Load a snapshot. If digest is None, loads the latest version.

put(tenant_id: str, user_id: str, entry: str, key: str, value: object) -> bool

Add or update a single record. Returns True if a new snapshot was created.

put_many(tenant_id: str, user_id: str, entry: str, items: list | dict) -> bool

Add or update multiple records. Returns True if a new snapshot was created.

get(tenant_id: str, entry: str, key: str = None, digest: str = None) -> object

Retrieve record(s). If key is None, returns all records as a list.

exists(tenant_id: str, entry: str) -> bool

Check if an entry exists.

history(tenant_id: str, entry: str, digest: str = None, max_items: int = 1000) -> list

Get the history chain of digests for an entry.
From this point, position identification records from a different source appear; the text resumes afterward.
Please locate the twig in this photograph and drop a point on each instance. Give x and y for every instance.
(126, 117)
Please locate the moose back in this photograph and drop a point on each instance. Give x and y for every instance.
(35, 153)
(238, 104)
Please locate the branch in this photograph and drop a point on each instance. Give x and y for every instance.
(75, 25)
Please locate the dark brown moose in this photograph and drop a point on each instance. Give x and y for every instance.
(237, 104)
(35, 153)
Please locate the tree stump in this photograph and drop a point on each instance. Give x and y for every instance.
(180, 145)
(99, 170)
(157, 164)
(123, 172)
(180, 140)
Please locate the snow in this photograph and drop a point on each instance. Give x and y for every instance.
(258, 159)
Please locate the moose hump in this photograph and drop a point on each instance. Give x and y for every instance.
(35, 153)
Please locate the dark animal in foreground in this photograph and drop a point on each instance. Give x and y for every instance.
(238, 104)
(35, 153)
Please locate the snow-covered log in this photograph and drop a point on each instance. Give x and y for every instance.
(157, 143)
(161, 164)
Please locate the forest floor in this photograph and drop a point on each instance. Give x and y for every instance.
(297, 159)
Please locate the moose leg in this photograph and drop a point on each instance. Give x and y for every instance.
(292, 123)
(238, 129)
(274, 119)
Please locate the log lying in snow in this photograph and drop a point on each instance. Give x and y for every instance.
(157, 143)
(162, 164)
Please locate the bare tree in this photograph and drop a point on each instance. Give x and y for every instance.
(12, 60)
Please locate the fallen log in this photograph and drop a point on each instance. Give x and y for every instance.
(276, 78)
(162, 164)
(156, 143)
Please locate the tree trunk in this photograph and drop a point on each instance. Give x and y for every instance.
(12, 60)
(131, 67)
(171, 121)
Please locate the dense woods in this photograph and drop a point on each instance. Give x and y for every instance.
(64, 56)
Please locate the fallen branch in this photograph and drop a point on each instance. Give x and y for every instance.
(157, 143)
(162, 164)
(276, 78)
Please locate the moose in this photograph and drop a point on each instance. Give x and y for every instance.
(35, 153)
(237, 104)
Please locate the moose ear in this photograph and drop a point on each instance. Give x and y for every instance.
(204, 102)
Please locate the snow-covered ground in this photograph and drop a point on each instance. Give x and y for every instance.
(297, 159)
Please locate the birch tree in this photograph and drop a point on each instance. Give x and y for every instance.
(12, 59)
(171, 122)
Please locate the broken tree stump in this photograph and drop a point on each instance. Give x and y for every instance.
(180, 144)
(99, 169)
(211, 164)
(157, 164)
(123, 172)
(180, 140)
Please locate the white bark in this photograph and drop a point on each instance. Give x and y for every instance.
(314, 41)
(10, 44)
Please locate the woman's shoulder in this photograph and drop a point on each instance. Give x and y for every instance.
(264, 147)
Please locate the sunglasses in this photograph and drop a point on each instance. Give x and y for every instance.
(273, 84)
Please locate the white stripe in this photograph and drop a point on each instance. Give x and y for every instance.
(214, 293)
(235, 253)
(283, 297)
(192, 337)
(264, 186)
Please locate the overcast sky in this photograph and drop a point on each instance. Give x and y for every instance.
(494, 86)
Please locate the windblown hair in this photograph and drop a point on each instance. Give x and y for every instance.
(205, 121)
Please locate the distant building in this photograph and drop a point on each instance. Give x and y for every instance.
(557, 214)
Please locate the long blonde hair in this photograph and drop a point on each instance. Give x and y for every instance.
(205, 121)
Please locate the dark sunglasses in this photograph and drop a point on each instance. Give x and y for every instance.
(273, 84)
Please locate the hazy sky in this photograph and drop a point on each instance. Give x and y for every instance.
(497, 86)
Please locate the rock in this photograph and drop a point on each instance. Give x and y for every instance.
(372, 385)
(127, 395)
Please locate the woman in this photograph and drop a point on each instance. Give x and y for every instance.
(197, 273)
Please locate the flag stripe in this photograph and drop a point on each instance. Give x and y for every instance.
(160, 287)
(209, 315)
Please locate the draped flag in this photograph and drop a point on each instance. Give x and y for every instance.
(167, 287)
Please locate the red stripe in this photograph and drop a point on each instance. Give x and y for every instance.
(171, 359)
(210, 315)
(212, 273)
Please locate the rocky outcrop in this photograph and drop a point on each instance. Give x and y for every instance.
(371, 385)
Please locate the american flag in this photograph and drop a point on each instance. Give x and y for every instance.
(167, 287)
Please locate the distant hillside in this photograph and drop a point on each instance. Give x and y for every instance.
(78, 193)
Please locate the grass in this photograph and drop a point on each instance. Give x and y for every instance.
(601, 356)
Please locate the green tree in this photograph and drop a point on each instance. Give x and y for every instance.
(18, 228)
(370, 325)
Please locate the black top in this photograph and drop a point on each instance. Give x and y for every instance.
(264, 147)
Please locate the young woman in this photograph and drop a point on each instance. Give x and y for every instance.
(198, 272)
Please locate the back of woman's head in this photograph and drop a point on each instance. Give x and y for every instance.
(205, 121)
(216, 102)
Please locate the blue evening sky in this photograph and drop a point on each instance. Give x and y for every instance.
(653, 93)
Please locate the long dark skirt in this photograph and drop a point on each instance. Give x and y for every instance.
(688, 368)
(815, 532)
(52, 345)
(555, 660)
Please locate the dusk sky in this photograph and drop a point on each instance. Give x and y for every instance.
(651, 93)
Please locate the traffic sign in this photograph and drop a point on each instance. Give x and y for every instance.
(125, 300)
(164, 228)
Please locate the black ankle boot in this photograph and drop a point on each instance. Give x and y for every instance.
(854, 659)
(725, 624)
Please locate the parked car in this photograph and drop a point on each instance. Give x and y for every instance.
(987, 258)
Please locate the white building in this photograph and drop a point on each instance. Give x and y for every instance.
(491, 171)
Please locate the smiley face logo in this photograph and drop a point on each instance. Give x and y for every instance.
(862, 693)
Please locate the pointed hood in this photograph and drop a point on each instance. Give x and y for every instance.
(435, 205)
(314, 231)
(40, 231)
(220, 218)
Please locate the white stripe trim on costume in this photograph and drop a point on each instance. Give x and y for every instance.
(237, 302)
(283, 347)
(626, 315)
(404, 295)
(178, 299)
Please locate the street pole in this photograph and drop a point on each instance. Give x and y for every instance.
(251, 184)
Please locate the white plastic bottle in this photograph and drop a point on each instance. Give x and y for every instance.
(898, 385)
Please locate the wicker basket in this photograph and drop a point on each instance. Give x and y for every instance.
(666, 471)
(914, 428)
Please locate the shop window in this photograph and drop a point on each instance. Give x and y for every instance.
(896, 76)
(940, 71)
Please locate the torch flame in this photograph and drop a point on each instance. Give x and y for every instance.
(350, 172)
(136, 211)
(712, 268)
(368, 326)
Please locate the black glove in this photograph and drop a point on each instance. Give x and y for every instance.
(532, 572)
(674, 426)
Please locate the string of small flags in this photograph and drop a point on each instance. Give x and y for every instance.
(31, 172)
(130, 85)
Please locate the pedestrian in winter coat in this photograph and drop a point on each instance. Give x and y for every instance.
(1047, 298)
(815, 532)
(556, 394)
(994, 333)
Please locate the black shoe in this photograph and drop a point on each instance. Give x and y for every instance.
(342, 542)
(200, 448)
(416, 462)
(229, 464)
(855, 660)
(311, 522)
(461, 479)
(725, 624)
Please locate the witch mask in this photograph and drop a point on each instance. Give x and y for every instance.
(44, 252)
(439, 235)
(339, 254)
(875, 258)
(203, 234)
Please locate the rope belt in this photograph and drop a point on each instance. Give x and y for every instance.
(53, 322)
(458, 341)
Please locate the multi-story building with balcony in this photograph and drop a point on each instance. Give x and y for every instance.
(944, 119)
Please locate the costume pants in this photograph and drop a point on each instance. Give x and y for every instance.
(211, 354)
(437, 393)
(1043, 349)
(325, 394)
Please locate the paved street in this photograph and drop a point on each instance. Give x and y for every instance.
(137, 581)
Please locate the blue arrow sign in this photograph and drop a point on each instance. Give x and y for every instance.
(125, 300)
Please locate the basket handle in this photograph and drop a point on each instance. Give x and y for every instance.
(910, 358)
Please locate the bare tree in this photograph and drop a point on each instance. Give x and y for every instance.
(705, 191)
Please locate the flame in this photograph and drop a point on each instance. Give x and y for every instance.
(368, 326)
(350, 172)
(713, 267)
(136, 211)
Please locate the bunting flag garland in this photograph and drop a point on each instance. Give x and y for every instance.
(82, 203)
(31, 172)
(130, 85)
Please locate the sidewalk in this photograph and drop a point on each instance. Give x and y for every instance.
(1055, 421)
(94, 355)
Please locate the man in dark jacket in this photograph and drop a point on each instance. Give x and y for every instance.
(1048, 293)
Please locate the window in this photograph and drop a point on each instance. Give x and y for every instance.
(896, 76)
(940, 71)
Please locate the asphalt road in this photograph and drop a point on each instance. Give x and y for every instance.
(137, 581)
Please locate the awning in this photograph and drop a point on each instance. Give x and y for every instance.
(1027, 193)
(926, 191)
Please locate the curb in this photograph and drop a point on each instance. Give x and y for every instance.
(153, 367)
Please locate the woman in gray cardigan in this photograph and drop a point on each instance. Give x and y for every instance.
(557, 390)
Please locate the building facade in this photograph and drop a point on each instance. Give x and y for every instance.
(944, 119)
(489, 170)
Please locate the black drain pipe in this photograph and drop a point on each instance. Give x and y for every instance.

get_digest(tenant_id: str, entry: str) -> str

Get the current digest for an entry.

Usage Patterns

Pattern 1: Snapshot-based (using save())

Best for saving complete states of complex objects.

config = {"theme": "dark", "language": "en"}
db.save(tenant_id, user_id, "config", config)

Pattern 2: Record-based (using put() / put_many())

Best for managing collections of items incrementally.

db.put(tenant_id, user_id, "settings", "theme", "dark")
db.put(tenant_id, user_id, "settings", "language", "en")

Note: Don't mix these patterns for the same entry, as they use different data structures.

Thread Safety

DbEngine uses RLock internally, making it safe for multi-threaded applications.

Exceptions

  • DbException: Raised for database-related errors (missing entries, invalid parameters, etc.)

Performance Considerations

  • Objects are stored as JSON files
  • Identical objects (same SHA-256) are stored only once
  • History chains can become long; use max_items parameter to limit traversal
  • File system performance impacts overall speed

License

This is a personal implementation. Please check with the author for licensing terms.